The further reaches of the political spectrum are often described as ‘ideological’. Whereas the center, on both the left and right sides, is described using terms like ‘practical’, ‘realist’, ‘bureaucratic’, and ‘pragmatic’.
We see evidence in how Bernie Sanders was contrasted with Hillary Clinton. The way that the two sides would critique the other highlight what I’ll call the ideological/realpolitik divide. Bernie supporters would criticize Clinton’s politics as stemming from an underlying centrist or neoliberal ideology. Clinton supporters would criticize Bernie’s policy proposals as impractical or unrealistic. In turn, Bernie supporters respond by defending the ideology. Clinton supporters defend the importance of implementable policies.
More recent debates have the same structure. For example, Nancy Pelosi’s hesitance to endorse Medicare-for-all, the Green New Deal, or impeachment gets criticized by leftists on ideological grounds, while Pelosi is defended—and the progressive policies are criticized—on pragmatic grounds.

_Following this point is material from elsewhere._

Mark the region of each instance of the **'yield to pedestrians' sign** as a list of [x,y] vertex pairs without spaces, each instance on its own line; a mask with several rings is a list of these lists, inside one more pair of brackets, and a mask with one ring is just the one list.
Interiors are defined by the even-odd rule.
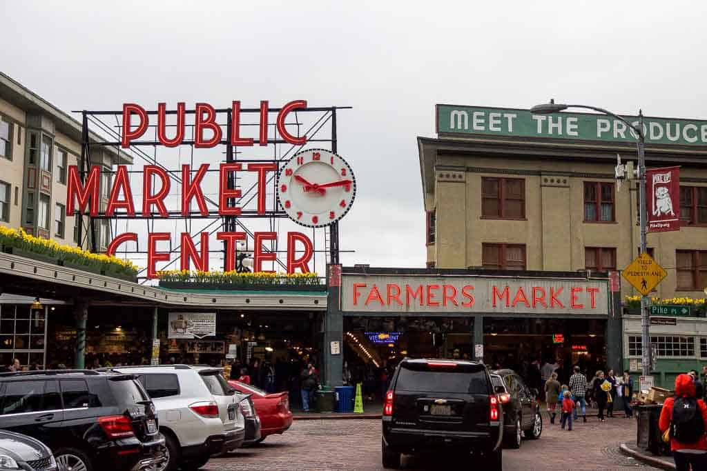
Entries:
[[662,281],[667,272],[650,255],[641,254],[621,274],[638,292],[648,296]]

Which side should you take? I think the matter is more complex than our political discourse tends to acknowledge. Yet my main claim is that political discourse, in a certain respect, is unable to acknowledge the complexity. (Note, then, that this whole article is in tension with its main claim.)
To start, although the ideology/realpolitik distinction does help divide the left into two distinct sociological factions, the distinction itself is not so clean. The leftist ideology on display through people like Bernie and AOC is taken up and defended with practical reasons. It is not solely ‘ideal theory’ or pure philosophy but the result of reckoning with moral harms.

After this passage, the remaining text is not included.